İhtiyatı tedbirin şartları 6100 Sayılı Hukuk Muhakemesi Kanunu’nun 389/1. maddesinde genel olarak düzenlenmiştir. Bu yasa hükmüne göre, mevcut durumda meydana gelebilecek değişme nedeniyle hakkın elde edilmesinin önemli ölçüde zorlaşacağından ya da tamamen imkânsız hale geleceğinden veya gecikme sebebiyle bir sakıncanın yahut ciddi bir zararın doğacağından endişe edilmesi hallerinde, uyuşmazlık konusu hakkında ihtiyati tedbir kararı verilebilir.
İhtiyati tedbirde asıl olan, ihtiyati tedbire esas olan bir hakkın varlığı ve bir ihtiyati tedbir sebebinin bulunmasıdır.

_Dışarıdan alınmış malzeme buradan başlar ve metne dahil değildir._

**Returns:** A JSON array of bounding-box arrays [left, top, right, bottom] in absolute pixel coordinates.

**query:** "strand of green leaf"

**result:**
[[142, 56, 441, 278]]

Tedbir talep eden taraf, öncelikle tedbir istemine ilişkin dilekçesinde dayandığı ihtiyati tedbir sebebini ve türünü açıkça belirtmek ve davanın esası yönünden kendisinin haklılığını yaklaşık olarak, yasal delillerle ispat etmek zorundadır (HMK. m.390/3) ispat ölçüsü ise, “yaklaşık ispat” kuralına göre belirlenir. Yaklaşık ispat kuralının uygulanmasında hakim, iddianın ağırlıklı ihtimal olarak doğruluğunu kabul etmekle birlikte, zayıf bir ihtimalde olsa aksinin mümkün olduğu ihtimalini de gözetmelidir. Bu sebepledir ki ihtiyati tedbire karar verilirken, haksız olma ihtimali de dikkate alınarak talepte bulunandan kural olarak teminat alınır.
Geçici hukuki koruma kapsamında olan ihtiyati tedbir kararı verirken hakim, asıl uyuşmazlığı çözecek içerikte bir karar vermemelidir. Bununla birlikte, ihtiyati tedbire karar verilirken tarafların çıkar dengesini ve ihtiyati tedbirin amacını hakimin gözetmesi gerekli ve zorunludur.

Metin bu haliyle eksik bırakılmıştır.